Wisconsin is already trying to start a trophy game with Nebraska and considering it is one of the closest Big Ten schools to Lincoln, Neb. it seems like a good fit, but we are still talking about a 7.5 hour drive.

Only Minnesota and Iowa are closer to Nebraska than Wisconsin is, but that means eight other schools are even farther away. Fans at Northwestern, Illinois and Purdue could probably pull off the drive, but once we start talking about Indiana, Michigan, Michigan State, Ohio State and Penn State, we're talking about plane tickets.

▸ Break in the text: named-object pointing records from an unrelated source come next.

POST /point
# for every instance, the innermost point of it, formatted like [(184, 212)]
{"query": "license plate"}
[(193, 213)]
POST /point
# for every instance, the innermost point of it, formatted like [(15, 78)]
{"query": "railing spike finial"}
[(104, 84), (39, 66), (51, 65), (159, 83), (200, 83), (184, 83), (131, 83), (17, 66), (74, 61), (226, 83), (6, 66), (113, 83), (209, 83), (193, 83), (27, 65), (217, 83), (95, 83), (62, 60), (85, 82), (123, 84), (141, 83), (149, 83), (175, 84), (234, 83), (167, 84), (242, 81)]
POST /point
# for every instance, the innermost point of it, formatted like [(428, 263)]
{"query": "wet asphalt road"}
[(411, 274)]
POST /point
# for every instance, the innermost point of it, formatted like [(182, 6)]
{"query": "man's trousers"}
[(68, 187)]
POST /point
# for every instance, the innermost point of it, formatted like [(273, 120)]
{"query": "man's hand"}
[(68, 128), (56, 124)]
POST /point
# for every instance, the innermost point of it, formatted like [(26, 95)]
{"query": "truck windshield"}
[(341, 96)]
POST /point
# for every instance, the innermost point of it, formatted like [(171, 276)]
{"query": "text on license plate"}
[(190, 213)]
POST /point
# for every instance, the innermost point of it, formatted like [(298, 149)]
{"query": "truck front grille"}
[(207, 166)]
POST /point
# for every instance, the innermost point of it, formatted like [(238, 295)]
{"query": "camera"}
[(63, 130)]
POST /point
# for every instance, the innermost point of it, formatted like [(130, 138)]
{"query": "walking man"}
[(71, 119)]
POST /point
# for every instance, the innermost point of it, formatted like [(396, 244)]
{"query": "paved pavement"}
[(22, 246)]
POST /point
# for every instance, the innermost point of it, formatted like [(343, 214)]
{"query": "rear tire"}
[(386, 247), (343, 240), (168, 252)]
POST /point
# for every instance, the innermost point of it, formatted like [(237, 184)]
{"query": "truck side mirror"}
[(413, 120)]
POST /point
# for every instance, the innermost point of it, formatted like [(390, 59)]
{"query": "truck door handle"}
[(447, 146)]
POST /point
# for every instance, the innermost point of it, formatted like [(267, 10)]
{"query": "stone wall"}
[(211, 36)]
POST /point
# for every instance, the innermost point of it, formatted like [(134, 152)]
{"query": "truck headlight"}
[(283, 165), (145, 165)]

Nebraska fans have to hate this, right?

I keep trying to put myself in the shoes of a Cornhusker fan right now and I'm struggling to think of positives from their point of view. Sure, the Big Ten is a major step up from the Big 12 North, but when you consider all the great football programs in the Big 12 South, it's pretty much a wash with the Big Ten.

So with the increased travel to places like Ohio State and Penn State, is it worth it? If you're a Cornhusker fan, your closest trip is to Iowa City, which is about a 4.5 hour drive. That's already a step up than your usual trips to Kansas, Kansas State and Iowa State.

On top of that you are leaving behind decades of great games with Texas, Oklahoma, Colorado, e.t.c and you're killing the progress of your basketball program.

On the plus side, Nebraska baseball has to be the best team in the Big Ten, right?

Just a few things to think about. I hope I wasn't a total buzz kill. We still love Nebraska.